05.04.2004 - Teufelswerkzeug auf Neusser Tischen

Neuss (PN/Kl/001). Ob Bürger oder Bauersmann, der mittelalterliche Mensch aß gemeinhin mit den Fingern, und zwar so, wie es ihm schmeckte. Verhaltensregeln für das Benehmen bei Tisch gab es nur für den Adel. „Tischzuchten“ legten dem jungen Edelmann nahe, nicht in das Tischtuch zu schneuzen, das Suchen nach Läusen während des Essens zu unterlassen und nicht zusammen mit seinem Nachbarn aus einer Schüssel zu löffeln.

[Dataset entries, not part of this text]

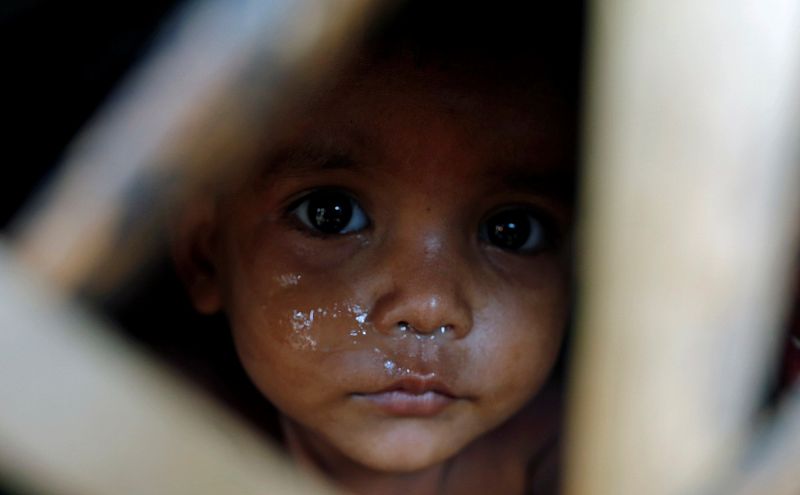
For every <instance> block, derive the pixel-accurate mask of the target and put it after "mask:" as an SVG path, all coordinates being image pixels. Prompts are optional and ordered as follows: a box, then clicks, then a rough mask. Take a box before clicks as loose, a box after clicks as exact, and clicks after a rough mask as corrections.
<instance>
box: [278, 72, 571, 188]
mask: <svg viewBox="0 0 800 495" xmlns="http://www.w3.org/2000/svg"><path fill="white" fill-rule="evenodd" d="M571 121H572V116H571V114H570V111H569V105H567V104H566V102H564V101H562V100H561V98H560V97H559V95H558V92H557V91H555V88H553V87H551V86H550V85H549V84H548V81H546V80H544V79H542V80H537V79H536V78H535V77H526V78H509V79H504V78H498V77H496V76H495V75H493V74H489V73H485V72H481V70H480V69H479V68H467V67H458V68H452V67H451V68H444V67H441V66H432V65H428V66H419V65H416V64H414V63H413V61H410V60H402V59H395V60H390V61H383V62H380V63H372V64H368V65H367V64H360V65H359V64H357V65H356V66H355V67H353V68H351V69H350V70H348V71H347V72H346V73H345V74H343V75H342V76H341V77H340V78H339V79H338V81H337V82H336V84H335V85H334V86H333V87H331V88H328V89H327V90H326V91H325V92H324V93H320V94H319V95H317V97H316V98H315V99H314V100H313V102H312V104H311V105H310V108H309V110H308V111H307V112H306V113H305V116H304V118H302V119H301V121H300V123H299V125H297V126H296V127H295V128H294V132H291V133H290V134H289V136H288V138H287V139H286V140H285V141H284V142H283V143H282V145H281V146H278V147H277V148H278V150H279V151H278V153H277V154H278V155H279V157H280V158H279V159H272V160H269V165H268V171H269V172H270V175H272V174H280V173H292V172H293V171H294V172H308V171H309V169H310V170H312V171H313V169H315V168H329V169H330V168H345V167H347V168H353V167H355V166H361V167H368V168H370V169H373V170H374V169H375V168H381V167H387V168H392V169H394V170H398V169H403V168H408V169H412V170H426V171H427V172H428V174H426V175H428V176H430V175H431V173H432V172H433V171H434V170H438V171H440V172H447V171H448V170H449V171H451V172H453V173H457V174H459V175H461V176H463V175H471V176H474V175H479V176H483V175H486V174H487V173H490V172H495V171H507V172H508V174H509V175H514V174H515V173H518V172H519V173H520V174H521V173H522V172H525V171H537V172H547V173H553V174H559V175H563V174H569V173H570V171H571V169H572V167H573V164H574V146H573V139H574V131H573V128H572V124H571Z"/></svg>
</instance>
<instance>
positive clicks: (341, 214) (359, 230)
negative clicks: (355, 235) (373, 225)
mask: <svg viewBox="0 0 800 495" xmlns="http://www.w3.org/2000/svg"><path fill="white" fill-rule="evenodd" d="M290 214H291V215H293V216H294V217H295V218H296V219H297V220H299V221H300V223H302V224H303V225H304V226H305V227H307V228H308V229H310V230H312V231H313V232H317V233H320V234H324V235H332V234H349V233H352V232H358V231H360V230H363V229H365V228H367V227H368V226H369V219H368V218H367V214H366V213H364V210H363V209H362V208H361V205H359V204H358V202H357V201H356V200H355V199H353V197H352V196H350V195H349V194H347V193H345V192H343V191H340V190H338V189H318V190H316V191H312V192H310V193H308V194H306V195H305V196H303V197H302V198H300V199H298V200H297V201H295V202H294V203H293V204H292V206H291V207H290Z"/></svg>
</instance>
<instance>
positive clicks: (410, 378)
mask: <svg viewBox="0 0 800 495" xmlns="http://www.w3.org/2000/svg"><path fill="white" fill-rule="evenodd" d="M395 391H402V392H408V393H411V394H415V395H422V394H424V393H426V392H436V393H437V394H441V395H446V396H448V397H455V394H454V393H453V392H452V391H451V390H450V389H449V388H448V387H447V385H445V384H444V383H442V382H440V381H439V380H437V379H435V378H432V377H428V376H419V375H418V376H414V375H412V376H405V377H403V378H400V379H398V380H396V381H394V382H392V384H391V385H389V386H388V387H385V388H383V389H381V390H378V391H377V392H375V393H378V394H380V393H385V392H395Z"/></svg>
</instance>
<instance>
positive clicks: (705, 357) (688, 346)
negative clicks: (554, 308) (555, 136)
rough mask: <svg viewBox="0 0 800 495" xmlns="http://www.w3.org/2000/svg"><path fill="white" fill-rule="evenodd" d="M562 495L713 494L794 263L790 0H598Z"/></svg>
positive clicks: (792, 58) (799, 141)
mask: <svg viewBox="0 0 800 495" xmlns="http://www.w3.org/2000/svg"><path fill="white" fill-rule="evenodd" d="M592 10H593V16H592V19H591V20H592V25H591V26H592V27H591V33H590V37H589V39H590V44H589V46H590V55H591V66H590V70H589V72H590V81H589V86H588V95H589V110H588V114H589V116H588V119H587V124H586V125H587V129H586V131H587V133H586V142H587V146H586V162H587V167H588V170H587V174H586V177H585V180H584V183H583V185H584V189H585V196H584V203H583V206H584V208H583V215H584V220H585V225H584V227H585V228H584V231H583V241H584V243H583V244H582V252H583V254H584V257H583V260H582V263H581V265H582V274H581V277H582V279H583V286H582V303H583V306H582V310H581V312H580V315H579V320H580V324H579V327H580V329H579V330H580V331H579V336H578V343H577V347H578V348H577V354H578V364H577V367H576V379H575V381H574V394H573V396H572V401H571V404H570V405H571V411H570V425H571V432H570V446H569V452H570V455H571V457H570V461H571V466H570V468H569V473H568V479H567V493H568V494H570V495H588V494H591V495H603V494H609V495H627V494H631V495H634V494H635V495H641V494H644V493H646V494H648V495H677V494H694V493H706V492H707V491H709V490H712V489H713V488H714V487H716V486H719V485H720V483H721V481H720V480H722V479H726V480H729V479H730V477H731V476H732V475H733V470H734V469H735V466H736V465H737V463H738V460H739V459H738V456H739V455H740V454H741V453H742V452H743V450H744V440H745V439H746V438H747V437H748V434H749V433H750V431H751V428H752V426H753V421H754V418H755V413H756V410H757V408H758V404H759V400H760V399H761V397H762V395H763V393H764V383H765V379H766V377H767V375H768V373H769V371H768V370H769V369H770V363H771V362H776V361H777V359H778V358H777V353H776V352H775V351H776V341H777V340H778V339H777V336H778V331H777V330H778V328H779V324H780V315H781V310H782V307H783V305H784V303H785V299H786V298H785V297H784V293H785V292H786V289H787V287H788V284H789V282H790V280H789V277H790V274H791V273H794V271H793V270H789V269H788V267H789V266H790V265H791V263H792V262H793V261H794V260H795V259H796V256H795V253H796V249H797V248H796V243H795V242H794V241H795V239H796V232H797V226H798V224H800V222H798V220H797V219H798V218H799V217H798V216H797V213H798V198H800V194H798V193H797V187H798V185H800V176H798V156H800V155H798V143H800V139H798V135H800V126H798V115H800V112H798V110H800V99H798V96H799V95H800V78H799V77H798V76H799V75H800V70H799V69H800V2H797V1H796V0H764V1H749V0H699V1H698V0H677V1H672V2H658V1H654V0H629V1H621V0H617V1H613V0H612V1H602V2H600V1H598V2H595V3H594V5H593V9H592Z"/></svg>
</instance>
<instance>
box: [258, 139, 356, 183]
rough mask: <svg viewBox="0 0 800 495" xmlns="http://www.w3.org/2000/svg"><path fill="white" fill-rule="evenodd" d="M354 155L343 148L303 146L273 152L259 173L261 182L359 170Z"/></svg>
mask: <svg viewBox="0 0 800 495" xmlns="http://www.w3.org/2000/svg"><path fill="white" fill-rule="evenodd" d="M361 168H362V167H361V165H360V164H359V163H358V161H357V160H356V159H355V158H354V157H353V153H352V152H351V151H349V150H347V149H346V148H345V147H341V146H329V145H317V144H308V143H305V144H302V145H297V146H288V147H284V148H279V149H277V150H275V151H273V152H272V153H271V154H270V155H269V157H268V158H267V160H266V161H265V165H264V166H263V168H262V171H261V172H260V173H259V177H260V179H261V180H271V179H275V178H276V177H292V176H296V177H300V176H305V175H312V174H314V173H317V172H321V171H324V170H358V169H361Z"/></svg>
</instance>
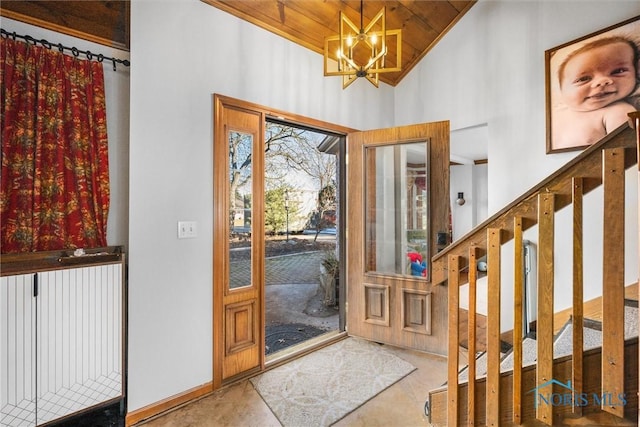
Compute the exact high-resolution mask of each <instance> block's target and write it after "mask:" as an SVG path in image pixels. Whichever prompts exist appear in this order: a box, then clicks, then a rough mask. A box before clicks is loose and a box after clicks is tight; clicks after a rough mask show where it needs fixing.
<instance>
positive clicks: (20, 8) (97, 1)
mask: <svg viewBox="0 0 640 427" xmlns="http://www.w3.org/2000/svg"><path fill="white" fill-rule="evenodd" d="M0 15H1V16H4V17H6V18H10V19H15V20H16V21H22V22H26V23H27V24H31V25H35V26H38V27H42V28H46V29H48V30H52V31H57V32H59V33H63V34H68V35H70V36H73V37H78V38H81V39H84V40H89V41H92V42H94V43H99V44H103V45H106V46H112V47H115V48H117V49H123V50H129V2H128V1H117V0H116V1H92V0H88V1H87V0H85V1H69V0H65V1H59V0H57V1H42V0H38V1H27V0H22V1H3V2H1V3H0ZM22 35H31V34H22ZM49 41H50V42H52V43H54V42H55V43H57V41H56V40H49Z"/></svg>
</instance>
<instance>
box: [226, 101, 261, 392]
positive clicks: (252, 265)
mask: <svg viewBox="0 0 640 427" xmlns="http://www.w3.org/2000/svg"><path fill="white" fill-rule="evenodd" d="M215 110H216V118H215V121H216V134H215V141H214V163H215V168H214V238H213V240H214V248H213V253H214V259H213V268H214V271H213V280H214V283H213V287H214V292H213V295H214V301H213V307H214V324H213V330H214V340H213V341H214V352H213V354H214V366H213V373H214V387H215V388H218V387H220V386H221V385H222V384H224V383H225V382H226V381H228V380H229V379H232V378H234V377H237V376H239V375H242V374H246V373H247V372H251V371H253V370H259V369H261V368H262V367H263V365H264V357H263V354H264V339H263V330H264V328H263V323H264V321H263V314H262V313H263V298H262V295H263V293H264V281H263V277H264V256H263V252H264V240H263V239H264V237H263V236H264V226H263V225H262V224H263V223H264V219H263V217H264V214H263V212H262V209H259V208H258V207H260V206H263V196H264V192H263V190H262V182H263V172H262V171H263V168H264V167H263V164H264V162H263V158H264V150H263V145H264V127H263V123H264V115H263V114H262V113H260V112H256V111H252V110H250V109H243V108H240V107H238V106H235V105H229V104H226V103H225V102H224V100H223V99H221V98H219V97H216V100H215ZM238 234H241V235H242V236H244V237H243V238H246V239H248V240H249V241H250V245H249V249H248V250H249V251H250V254H251V255H250V261H249V262H242V263H238V262H233V261H232V260H231V248H230V244H229V240H230V238H231V236H232V235H238Z"/></svg>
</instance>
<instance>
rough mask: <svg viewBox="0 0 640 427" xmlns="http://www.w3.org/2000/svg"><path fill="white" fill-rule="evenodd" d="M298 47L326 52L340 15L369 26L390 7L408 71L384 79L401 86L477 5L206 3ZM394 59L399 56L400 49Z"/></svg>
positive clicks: (330, 0)
mask: <svg viewBox="0 0 640 427" xmlns="http://www.w3.org/2000/svg"><path fill="white" fill-rule="evenodd" d="M202 1H204V2H205V3H208V4H210V5H212V6H214V7H216V8H218V9H221V10H224V11H225V12H228V13H230V14H232V15H234V16H237V17H238V18H241V19H244V20H245V21H248V22H251V23H253V24H255V25H258V26H260V27H262V28H264V29H266V30H269V31H271V32H273V33H275V34H278V35H280V36H282V37H285V38H286V39H288V40H291V41H292V42H294V43H297V44H299V45H301V46H304V47H306V48H308V49H311V50H313V51H314V52H318V53H320V54H322V53H323V52H324V39H325V37H328V36H333V35H336V34H338V31H339V28H338V25H339V19H340V11H342V12H343V13H344V14H345V15H346V16H347V18H349V19H350V20H351V21H352V22H354V23H356V25H357V24H359V23H360V22H361V16H360V11H361V6H362V15H363V16H362V18H363V22H364V25H365V26H366V25H367V24H368V23H369V22H370V21H371V19H373V18H374V17H375V15H376V14H377V13H378V12H379V11H380V10H381V9H382V8H383V7H386V25H387V29H388V30H392V29H393V30H395V29H400V30H402V48H401V49H402V62H401V66H402V71H399V72H394V73H385V74H381V75H380V80H381V81H384V82H385V83H387V84H390V85H392V86H395V85H396V84H398V82H400V80H402V78H403V77H404V76H405V75H407V73H408V72H409V71H411V69H412V68H413V67H415V65H416V64H417V63H418V62H420V60H421V59H422V58H423V57H424V55H426V54H427V52H429V50H431V48H432V47H433V46H435V44H436V43H437V42H438V40H440V38H441V37H442V36H443V35H444V34H445V33H446V32H447V31H448V30H449V29H450V28H451V27H453V25H454V24H455V23H456V22H457V21H458V20H459V19H460V18H461V17H462V16H463V15H464V14H465V13H466V12H467V11H468V10H469V8H471V6H473V4H474V3H475V0H449V1H447V0H394V1H375V0H365V1H364V2H362V3H361V1H360V0H202ZM388 47H389V55H390V56H391V57H393V58H395V57H396V52H395V46H394V45H389V46H388Z"/></svg>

Messer dienten nur zum Zerschneiden des Fleisches, Löffel zum Essen des Breis. Gabeln waren zwar bekannt, wurden aber recht selten benutzt und dienten fast ausschließlich zum Vorlegen des Fleisches. Wegen ihrer zwei Zinken wurden sie oft als Werkzeuge des Teufels angesehen, weshalb viele Adelige und Kleriker das satanische Essgerät gänzlich ablehnten.Erst die vornehmen Venezianer machten die Gabel im 15. Jh. salonfähig. Zögerlich begann sich nun auch der europäische Adel mit dem neuen Utensil zu befassen. Und die vornehmen Bürger, die dem Adel nicht nachstehen wollten, folgten. Um 1720 hatte der Siegeszug der Gabel auch Neuss erreicht: Dies beweist ein Teller, der bei der Ausgrabung eines Wohnhauses am Neusser Markt gefunden wurde und vom 23. Mai bis zum 25. Juli 2004 in der Ausstellung "Teller, Töpfer, Traditionen" im Clemens-Sels-Museum zu sehen ist. Stolz zeigt das Geschirrstück das neumodische Besteckpaar Messer und Gabel und tut so allen Betrachtern Kund, dass sein Besitzer schon um die neuartigen feinen Tischsitten wusste. Auf dem Lande brauchte man allerdings noch etwas länger, um sich mit dem umständlichen Werkzeug und den damit verbundenen feinen Tischsitten anzufreunden. Noch um 1830 löffelten am Niederrhein auf manchen Höfen alle Bewohner - Bauer und Bäuerin, Kinder, Knechte wie Mägde - gemeinsam aus einer Schüssel.